[tip: sched/core] sched/core: Reduce cost of sched_move_task when config autogroup

From: tip-bot2 for wuchi
Date: Wed Mar 22 2023 - 05:23:14 EST


The following commit has been merged into the sched/core branch of tip:

Commit-ID: eff6c8ce8d4d7faef75f66614dd20bb50595d261
Gitweb: https://git.kernel.org/tip/eff6c8ce8d4d7faef75f66614dd20bb50595d261
Author: wuchi <wuchi.zero@xxxxxxxxx>
AuthorDate: Tue, 21 Mar 2023 14:44:59 +08:00
Committer: Peter Zijlstra <peterz@xxxxxxxxxxxxx>
CommitterDate: Wed, 22 Mar 2023 10:10:58 +01:00

sched/core: Reduce cost of sched_move_task when config autogroup

Some sched_move_task calls are useless because that
task_struct->sched_task_group maybe not changed (equals task_group
of cpu_cgroup) when system enable autogroup. So do some checks in
sched_move_task.

sched_move_task eg:
task A belongs to cpu_cgroup0 and autogroup0, it will always belong
to cpu_cgroup0 when do_exit. So there is no need to do {de|en}queue.
The call graph is as follow.

do_exit
sched_autogroup_exit_task
sched_move_task
dequeue_task
sched_change_group
A.sched_task_group = sched_get_task_group (=cpu_cgroup0)
enqueue_task

Performance results:
===========================
1. env
cpu: bogomips=4600.00
kernel: 6.3.0-rc3
cpu_cgroup: 6:cpu,cpuacct:/user.slice

2. cmds
do_exit script:

for i in {0..10000}; do
sleep 0 &
done
wait

Run the above script, then use the following bpftrace cmd to get
the cost of sched_move_task:

bpftrace -e 'k:sched_move_task { @ts[tid] = nsecs; }
kr:sched_move_task /@ts[tid]/
{ @ns += nsecs - @ts[tid]; delete(@ts[tid]); }'

3. cost time(ns):
without patch: 43528033
with patch: 18541416
diff:-24986617 -57.4%

As the result show, the patch will save 57.4% in the scenario.

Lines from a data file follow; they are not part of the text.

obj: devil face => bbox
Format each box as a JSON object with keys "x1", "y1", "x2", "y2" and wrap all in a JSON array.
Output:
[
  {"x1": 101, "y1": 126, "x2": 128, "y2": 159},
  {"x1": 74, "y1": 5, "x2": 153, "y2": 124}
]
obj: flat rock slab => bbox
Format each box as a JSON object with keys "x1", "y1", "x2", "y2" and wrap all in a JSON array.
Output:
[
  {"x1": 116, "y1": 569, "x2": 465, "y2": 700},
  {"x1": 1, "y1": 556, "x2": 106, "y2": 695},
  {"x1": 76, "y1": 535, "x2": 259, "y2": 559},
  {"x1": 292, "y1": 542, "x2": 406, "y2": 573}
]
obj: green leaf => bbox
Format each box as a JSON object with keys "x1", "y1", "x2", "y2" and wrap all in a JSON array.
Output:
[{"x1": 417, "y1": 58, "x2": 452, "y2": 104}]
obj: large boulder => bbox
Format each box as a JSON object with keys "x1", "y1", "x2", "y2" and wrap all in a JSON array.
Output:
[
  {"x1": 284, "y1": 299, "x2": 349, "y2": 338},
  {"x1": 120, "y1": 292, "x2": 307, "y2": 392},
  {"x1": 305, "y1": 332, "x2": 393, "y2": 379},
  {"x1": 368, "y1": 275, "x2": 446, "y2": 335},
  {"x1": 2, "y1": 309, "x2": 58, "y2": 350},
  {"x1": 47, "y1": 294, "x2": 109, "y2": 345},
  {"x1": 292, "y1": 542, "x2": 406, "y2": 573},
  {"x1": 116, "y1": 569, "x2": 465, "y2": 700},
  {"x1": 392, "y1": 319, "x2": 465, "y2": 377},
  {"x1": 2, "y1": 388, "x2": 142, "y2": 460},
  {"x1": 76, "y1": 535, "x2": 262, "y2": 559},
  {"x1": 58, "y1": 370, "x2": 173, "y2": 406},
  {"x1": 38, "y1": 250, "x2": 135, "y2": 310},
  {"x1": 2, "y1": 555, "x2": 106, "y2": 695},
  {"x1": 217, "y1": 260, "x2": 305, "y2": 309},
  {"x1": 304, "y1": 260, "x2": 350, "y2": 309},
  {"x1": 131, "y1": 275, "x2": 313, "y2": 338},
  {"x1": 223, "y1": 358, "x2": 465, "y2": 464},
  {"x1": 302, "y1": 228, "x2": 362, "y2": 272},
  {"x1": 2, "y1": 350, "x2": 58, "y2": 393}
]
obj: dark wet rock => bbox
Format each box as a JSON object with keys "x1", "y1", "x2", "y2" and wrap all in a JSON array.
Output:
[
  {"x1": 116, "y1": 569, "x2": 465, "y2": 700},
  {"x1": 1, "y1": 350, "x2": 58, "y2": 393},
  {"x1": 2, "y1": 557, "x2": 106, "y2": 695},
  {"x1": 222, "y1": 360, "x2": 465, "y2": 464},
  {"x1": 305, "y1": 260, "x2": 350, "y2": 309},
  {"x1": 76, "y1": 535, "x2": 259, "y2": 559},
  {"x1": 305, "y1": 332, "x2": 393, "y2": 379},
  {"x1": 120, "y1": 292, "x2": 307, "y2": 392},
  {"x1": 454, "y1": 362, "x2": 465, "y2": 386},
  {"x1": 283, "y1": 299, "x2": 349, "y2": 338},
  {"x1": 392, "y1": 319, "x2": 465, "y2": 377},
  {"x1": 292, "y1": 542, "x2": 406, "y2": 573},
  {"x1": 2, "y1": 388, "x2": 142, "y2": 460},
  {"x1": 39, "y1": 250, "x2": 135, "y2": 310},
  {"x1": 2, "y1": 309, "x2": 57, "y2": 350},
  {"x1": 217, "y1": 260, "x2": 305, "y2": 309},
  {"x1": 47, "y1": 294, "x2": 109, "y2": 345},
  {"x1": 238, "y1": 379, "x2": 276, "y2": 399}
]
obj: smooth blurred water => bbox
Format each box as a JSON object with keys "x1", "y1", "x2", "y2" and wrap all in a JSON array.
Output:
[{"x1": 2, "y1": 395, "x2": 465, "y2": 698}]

Signed-off-by: wuchi <wuchi.zero@xxxxxxxxx>
Signed-off-by: Peter Zijlstra (Intel) <peterz@xxxxxxxxxxxxx>
Link: https://lkml.kernel.org/r/20230321064459.39421-1-wuchi.zero@xxxxxxxxx
---
kernel/sched/core.c | 22 +++++++++++++++++++---
1 file changed, 19 insertions(+), 3 deletions(-)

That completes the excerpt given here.